The IP High Court maintains a website that contains English-language translations of some Japanese IP cases (not just cases decided by the High Court itself).  If and when the Imation judgment becomes available in English translation, I'll let readers know.

1 comment:

  1. Thank you for your postings. I truly enjoy the opportunity to comment.

    I have an issue with precluding a patent holder from seeking an injunction, simply because of their status. I believe a patent holder (regardless of licensing assurance) has the right to seek an injunction by pursuing a court action. For a patent is simply the right to exclude and without that right to exclude you have nothing more than a paper tiger. The judge will act as a gatekeeper under the eBay factors (in the US) and allow or deny the request. This is not something that is subject to unilateral abuse. It is not in the public interest to grant an injunction to someone who hasn't bargained in good faith.

    Additionally, under the Noerr Pennington doctrine, I, as a plaintiff, have the right under the First Amendment to seek redress. So if I go to court seeking an injunction, and the judge does not issue one, I also have the right to be wrong -- the right to err is implicit with the right to petition the government. As we saw in the ECJ decision, if the patent holder and licensee follow certain steps, then the patent holder can seek an injunction without it rising to the level of abuse under anti-competition. But what determines whether a licensee is willing? If you notice in the ECJ case, Huawei sued ZTE after only 6 months of failed negotiations. Recently we saw the Apple/Ericsson dispute that involved 2 years of failed negotiations, but that has been put to bed. Is it 6 months? Is it 2 years? That 4x delta can make or break companies.

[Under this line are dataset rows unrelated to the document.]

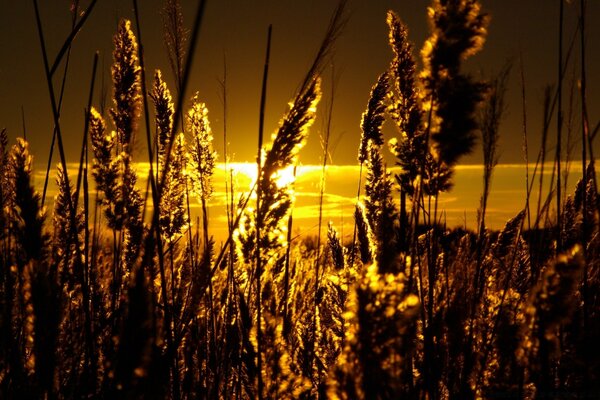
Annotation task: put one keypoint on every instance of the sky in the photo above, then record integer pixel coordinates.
(234, 34)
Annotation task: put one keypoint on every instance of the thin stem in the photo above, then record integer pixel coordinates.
(261, 125)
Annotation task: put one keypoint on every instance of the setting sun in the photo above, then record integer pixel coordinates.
(421, 221)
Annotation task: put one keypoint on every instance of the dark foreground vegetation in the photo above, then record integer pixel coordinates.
(115, 293)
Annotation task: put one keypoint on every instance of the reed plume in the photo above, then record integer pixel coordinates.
(459, 30)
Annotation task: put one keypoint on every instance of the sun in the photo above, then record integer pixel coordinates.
(247, 172)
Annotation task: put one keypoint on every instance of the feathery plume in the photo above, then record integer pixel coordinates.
(126, 81)
(459, 29)
(203, 157)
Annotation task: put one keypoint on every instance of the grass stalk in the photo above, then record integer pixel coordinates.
(261, 125)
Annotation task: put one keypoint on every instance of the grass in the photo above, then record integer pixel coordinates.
(100, 302)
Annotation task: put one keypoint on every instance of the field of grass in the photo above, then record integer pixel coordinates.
(121, 291)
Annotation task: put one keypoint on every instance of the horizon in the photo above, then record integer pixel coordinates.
(459, 205)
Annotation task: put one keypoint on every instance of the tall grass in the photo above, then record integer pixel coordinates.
(117, 306)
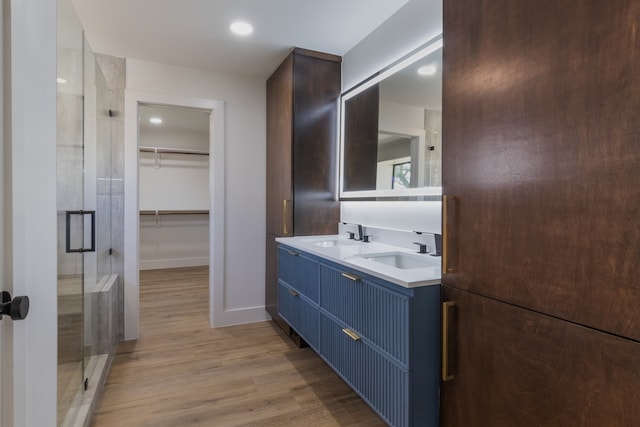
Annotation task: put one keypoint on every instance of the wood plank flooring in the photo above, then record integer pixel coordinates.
(180, 372)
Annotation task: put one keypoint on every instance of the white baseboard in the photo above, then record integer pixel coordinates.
(239, 316)
(155, 264)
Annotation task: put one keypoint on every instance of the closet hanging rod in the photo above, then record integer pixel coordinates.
(170, 212)
(172, 150)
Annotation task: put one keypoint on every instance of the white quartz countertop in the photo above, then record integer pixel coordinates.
(424, 269)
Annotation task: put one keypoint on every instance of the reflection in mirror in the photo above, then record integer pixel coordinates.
(391, 130)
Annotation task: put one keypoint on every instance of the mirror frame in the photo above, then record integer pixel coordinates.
(420, 193)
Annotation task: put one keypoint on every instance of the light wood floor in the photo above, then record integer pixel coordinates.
(181, 373)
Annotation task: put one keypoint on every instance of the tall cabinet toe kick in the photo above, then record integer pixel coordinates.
(381, 338)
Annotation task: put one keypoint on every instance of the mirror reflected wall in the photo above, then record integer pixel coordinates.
(391, 140)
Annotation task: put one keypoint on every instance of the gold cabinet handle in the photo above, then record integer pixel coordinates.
(284, 216)
(446, 376)
(351, 334)
(447, 266)
(351, 277)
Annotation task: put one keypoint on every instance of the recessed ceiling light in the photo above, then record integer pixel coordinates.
(241, 28)
(427, 70)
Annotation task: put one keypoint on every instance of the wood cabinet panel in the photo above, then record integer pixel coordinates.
(542, 152)
(515, 367)
(302, 102)
(279, 149)
(315, 155)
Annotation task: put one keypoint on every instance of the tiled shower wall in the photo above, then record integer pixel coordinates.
(113, 69)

    Further, by subjecting a patent holder to anti-competition damages when it seeks injunctive relief will have a chilling effect on innovation. How would you balance the treble damages from a anti-competition claim with the treble damages of a willful infringement claim? Because, let's be honest, patent assurances are known at SDOs like ETSI and a device manufacturer is on actual notice of issued (and even pending) patents that read on the technology. Shouldn't willfulness be involved?

    In the Imation case, One-Blue had the "right to seek an injunctive relief." This is a basic tenant of patent law -- the right to exclude. By dismissing this basic tenant, you inherently choose the side of implementers and shift to weaken patents. Courts, Agencies, etc., should not be in the business of picking sides.

    While I have not reviewed all of your writings (you are prolific), I am curious about your view regarding why you believe patent holders of FRAND assured essential patents are precluded from seeking injunctive relief. Maybe if you could highlight one or two that I may review to better understand your perspective?

    Thank you again for your writings on FRAND-assured Essential Patents.